Bei meiner Oma im Wohnzimmer aß ich Butterkuchen und trank Ostfriesentee mit viel Klünches. Dabei hörte ich ihr zu, wie sie von ihrer Jugend im Krieg und von dem Mann erzählte, den sie geheiratet hätte, wenn er wieder gekommen wäre, und von den beiden Ehemännern, die danach kamen und von denen sie sich scheiden ließ. Von dem ersten, weil er in Görlitz und nicht in Hamburg leben wollte. „Ich geh‘ doch nicht zurück zum Russen“, hatte sie gesagt und wurde schuldig geschieden.

Von dem zweiten Ehemann ließ sie sich scheiden, weil ihn zwölf Jahre Gefangenschaft in Workuta für ein Eheleben untauglich gemacht hatten. Als sie das Ausmaß seiner Versehrtheit zu ahnen begann, war mein Vater schon da, und deshalb dauerte diese Ehe etwas länger. Manchmal begleitete ein leises Klirren die Erzählungen meiner Oma. Das war dann der rote Glasapfel an ihrer Wohnzimmerfensterscheibe, der von den Schüssen im Tuppenübungsgelände vibirierte.

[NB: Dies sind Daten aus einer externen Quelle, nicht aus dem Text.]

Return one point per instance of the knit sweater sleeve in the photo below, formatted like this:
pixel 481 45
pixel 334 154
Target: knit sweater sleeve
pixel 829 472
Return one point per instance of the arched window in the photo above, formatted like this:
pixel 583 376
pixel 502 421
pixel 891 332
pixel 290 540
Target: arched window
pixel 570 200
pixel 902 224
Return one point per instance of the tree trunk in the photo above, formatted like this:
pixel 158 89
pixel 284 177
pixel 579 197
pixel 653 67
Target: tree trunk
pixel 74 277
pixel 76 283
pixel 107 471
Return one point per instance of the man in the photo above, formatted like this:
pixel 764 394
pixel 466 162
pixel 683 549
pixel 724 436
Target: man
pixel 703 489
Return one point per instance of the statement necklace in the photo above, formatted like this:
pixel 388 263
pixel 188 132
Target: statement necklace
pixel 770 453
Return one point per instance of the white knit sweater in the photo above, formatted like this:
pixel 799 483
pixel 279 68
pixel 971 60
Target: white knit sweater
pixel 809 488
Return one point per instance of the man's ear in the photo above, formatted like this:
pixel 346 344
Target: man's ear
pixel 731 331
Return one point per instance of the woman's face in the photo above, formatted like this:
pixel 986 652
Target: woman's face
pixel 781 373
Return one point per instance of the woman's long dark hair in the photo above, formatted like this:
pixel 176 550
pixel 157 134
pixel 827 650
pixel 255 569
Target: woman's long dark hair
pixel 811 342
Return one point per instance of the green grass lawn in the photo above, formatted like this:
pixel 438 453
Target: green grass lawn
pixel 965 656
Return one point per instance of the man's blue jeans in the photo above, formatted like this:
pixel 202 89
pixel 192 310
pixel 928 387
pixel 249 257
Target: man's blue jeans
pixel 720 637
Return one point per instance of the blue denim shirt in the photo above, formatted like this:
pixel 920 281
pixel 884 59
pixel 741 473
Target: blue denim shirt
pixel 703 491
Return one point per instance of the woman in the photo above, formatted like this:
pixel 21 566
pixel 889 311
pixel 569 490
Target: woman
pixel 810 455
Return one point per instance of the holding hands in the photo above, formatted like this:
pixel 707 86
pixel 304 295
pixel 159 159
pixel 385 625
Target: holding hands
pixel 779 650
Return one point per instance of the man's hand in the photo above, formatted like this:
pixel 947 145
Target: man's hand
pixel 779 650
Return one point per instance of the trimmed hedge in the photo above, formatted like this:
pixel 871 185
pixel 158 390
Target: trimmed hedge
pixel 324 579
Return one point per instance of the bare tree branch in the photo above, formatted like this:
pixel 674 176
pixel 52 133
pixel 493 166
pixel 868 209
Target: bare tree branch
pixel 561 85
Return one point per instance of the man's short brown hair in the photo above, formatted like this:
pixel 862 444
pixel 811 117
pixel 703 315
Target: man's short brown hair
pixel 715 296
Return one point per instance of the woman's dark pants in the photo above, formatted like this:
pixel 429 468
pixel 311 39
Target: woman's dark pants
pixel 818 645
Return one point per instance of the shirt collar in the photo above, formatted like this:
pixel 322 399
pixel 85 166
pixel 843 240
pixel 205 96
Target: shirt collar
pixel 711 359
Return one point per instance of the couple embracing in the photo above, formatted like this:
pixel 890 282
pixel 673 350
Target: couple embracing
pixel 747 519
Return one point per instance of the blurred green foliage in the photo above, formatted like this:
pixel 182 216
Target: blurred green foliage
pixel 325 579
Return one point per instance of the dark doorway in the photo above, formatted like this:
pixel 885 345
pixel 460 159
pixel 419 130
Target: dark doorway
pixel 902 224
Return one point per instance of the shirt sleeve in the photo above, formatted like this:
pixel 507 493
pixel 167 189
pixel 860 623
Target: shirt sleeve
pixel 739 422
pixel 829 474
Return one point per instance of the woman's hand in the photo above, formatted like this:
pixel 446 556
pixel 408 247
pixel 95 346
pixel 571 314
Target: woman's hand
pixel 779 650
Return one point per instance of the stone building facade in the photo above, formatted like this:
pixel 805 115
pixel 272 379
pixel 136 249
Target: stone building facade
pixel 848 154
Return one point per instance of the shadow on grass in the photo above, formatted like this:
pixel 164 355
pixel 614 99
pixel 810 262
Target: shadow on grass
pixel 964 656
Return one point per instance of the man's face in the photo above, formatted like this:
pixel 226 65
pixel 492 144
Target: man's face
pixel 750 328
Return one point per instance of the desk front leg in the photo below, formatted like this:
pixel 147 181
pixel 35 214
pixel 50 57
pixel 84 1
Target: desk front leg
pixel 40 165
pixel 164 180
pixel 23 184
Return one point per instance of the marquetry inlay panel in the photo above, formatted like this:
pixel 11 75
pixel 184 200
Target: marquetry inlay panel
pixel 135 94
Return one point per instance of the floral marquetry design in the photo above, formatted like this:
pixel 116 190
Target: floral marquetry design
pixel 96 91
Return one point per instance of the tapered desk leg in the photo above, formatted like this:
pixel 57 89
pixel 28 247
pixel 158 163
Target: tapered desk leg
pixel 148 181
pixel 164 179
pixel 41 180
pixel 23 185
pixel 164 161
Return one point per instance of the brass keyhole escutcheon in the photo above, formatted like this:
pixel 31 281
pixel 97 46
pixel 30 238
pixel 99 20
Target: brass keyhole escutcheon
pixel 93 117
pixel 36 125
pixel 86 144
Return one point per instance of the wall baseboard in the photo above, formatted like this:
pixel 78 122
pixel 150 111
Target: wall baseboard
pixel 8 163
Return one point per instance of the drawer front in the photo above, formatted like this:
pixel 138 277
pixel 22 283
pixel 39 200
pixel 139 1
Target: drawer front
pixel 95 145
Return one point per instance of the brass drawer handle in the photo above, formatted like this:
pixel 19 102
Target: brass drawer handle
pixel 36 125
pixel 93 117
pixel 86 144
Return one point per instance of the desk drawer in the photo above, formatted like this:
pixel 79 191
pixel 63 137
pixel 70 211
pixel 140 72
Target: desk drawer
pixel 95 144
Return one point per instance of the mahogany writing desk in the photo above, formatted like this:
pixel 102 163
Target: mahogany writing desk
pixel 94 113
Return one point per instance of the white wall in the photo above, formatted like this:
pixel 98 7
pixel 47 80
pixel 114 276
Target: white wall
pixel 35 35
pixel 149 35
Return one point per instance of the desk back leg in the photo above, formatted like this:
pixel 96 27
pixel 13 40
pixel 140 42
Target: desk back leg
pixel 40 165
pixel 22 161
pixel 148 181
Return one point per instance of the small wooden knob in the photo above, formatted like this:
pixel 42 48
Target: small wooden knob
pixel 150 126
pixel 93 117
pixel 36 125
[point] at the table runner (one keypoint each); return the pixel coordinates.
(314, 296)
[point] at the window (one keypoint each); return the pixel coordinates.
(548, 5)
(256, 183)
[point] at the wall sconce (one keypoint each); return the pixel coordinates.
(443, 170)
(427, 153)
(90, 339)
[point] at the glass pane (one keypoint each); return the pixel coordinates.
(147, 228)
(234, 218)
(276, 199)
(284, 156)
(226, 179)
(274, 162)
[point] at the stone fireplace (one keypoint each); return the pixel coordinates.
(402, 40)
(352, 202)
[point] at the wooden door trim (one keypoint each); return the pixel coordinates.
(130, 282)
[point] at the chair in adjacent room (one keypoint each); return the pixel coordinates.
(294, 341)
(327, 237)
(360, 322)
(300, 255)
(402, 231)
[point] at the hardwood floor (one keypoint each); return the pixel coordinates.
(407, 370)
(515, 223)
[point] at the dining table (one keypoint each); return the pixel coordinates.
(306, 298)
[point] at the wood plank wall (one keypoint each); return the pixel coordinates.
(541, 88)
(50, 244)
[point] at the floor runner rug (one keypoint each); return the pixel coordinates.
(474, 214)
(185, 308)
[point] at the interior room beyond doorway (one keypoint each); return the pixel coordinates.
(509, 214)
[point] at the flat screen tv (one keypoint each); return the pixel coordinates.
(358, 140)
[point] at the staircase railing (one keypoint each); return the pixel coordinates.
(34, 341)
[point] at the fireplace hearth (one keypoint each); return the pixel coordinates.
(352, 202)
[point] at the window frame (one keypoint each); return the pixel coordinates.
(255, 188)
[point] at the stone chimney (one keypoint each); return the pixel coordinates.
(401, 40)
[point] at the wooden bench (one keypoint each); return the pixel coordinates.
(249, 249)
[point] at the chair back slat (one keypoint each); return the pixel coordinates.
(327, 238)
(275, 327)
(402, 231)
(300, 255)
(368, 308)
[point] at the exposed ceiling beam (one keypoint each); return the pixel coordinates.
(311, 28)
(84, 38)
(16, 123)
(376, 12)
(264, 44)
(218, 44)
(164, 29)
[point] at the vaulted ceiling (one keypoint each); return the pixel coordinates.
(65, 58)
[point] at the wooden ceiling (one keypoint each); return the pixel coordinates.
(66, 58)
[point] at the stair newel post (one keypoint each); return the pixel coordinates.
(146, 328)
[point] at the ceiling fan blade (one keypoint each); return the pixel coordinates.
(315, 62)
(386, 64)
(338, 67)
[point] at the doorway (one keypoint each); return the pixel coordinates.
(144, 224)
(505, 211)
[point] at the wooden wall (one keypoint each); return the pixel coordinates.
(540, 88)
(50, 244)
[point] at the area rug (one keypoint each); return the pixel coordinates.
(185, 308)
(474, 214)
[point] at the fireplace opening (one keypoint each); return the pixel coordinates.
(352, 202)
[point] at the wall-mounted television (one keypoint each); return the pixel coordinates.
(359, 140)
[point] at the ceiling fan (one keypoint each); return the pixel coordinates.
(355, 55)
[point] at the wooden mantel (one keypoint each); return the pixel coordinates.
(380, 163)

Ich kehre dem Schilfgürtel und damit der ehemaligen Grenze den Rücken, um zurück zum abgemähten Teil der Wiese zu gelangen. Die Schüsse würde man von hier aus gehört haben, wenn auf der anderen Seite jemand versucht hätte, rüber zu machen.

Butterblume

Ein paar Butterblumenblüten neben Sauerampfer und Spitzwegerich im Gras lassen mich stehen bleiben. Auch auf unseren Moorwiesen habe ich mich immer besonders über die Butterblumen gefreut. Eine einfache Blütenform, klein, beinahe unscheinbar, aber das glänzende Gelb anziehend und lecker.

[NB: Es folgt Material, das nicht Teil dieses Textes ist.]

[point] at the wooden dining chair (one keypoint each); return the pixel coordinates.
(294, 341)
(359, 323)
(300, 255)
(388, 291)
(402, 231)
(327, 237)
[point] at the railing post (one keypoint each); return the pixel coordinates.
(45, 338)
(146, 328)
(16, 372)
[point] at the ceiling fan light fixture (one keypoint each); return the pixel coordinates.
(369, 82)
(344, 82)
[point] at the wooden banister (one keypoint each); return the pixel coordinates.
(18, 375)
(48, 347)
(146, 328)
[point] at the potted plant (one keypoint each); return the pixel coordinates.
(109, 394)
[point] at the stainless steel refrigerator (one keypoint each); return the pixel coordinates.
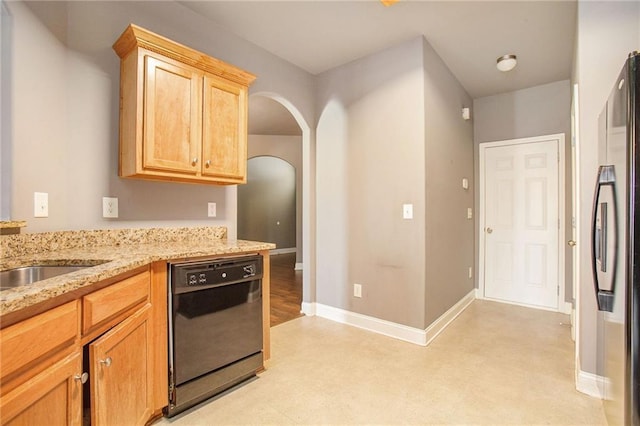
(615, 245)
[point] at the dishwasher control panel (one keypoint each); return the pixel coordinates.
(216, 271)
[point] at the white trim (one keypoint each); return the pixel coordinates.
(308, 308)
(388, 328)
(445, 319)
(380, 326)
(559, 137)
(283, 251)
(587, 383)
(575, 102)
(307, 190)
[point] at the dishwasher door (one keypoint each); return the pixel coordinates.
(215, 327)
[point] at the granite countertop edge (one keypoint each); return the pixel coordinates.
(108, 261)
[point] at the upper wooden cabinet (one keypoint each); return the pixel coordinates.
(183, 114)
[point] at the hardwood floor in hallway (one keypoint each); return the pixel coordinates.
(286, 288)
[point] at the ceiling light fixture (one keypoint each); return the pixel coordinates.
(506, 63)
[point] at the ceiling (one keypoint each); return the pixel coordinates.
(318, 35)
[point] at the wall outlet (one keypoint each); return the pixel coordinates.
(407, 211)
(109, 207)
(40, 204)
(211, 209)
(357, 290)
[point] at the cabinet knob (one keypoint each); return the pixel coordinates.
(82, 378)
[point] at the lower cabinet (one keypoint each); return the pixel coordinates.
(120, 367)
(106, 376)
(53, 397)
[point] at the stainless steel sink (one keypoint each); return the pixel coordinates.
(29, 274)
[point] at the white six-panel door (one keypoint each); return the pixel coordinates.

Das französiche Bouton d’Or fällt mir ein und wie Marcel Proust mit der Rede von diesem Gold die Erinnerungen seiner Kindheit überzog. Die Bezeichnung Goldknopf gefällt mir, weil es schön ist, die ganze Wiese in den Blick zu nehmen und in ihr die gelben Blüten als Goldknöpfchen zu sehen.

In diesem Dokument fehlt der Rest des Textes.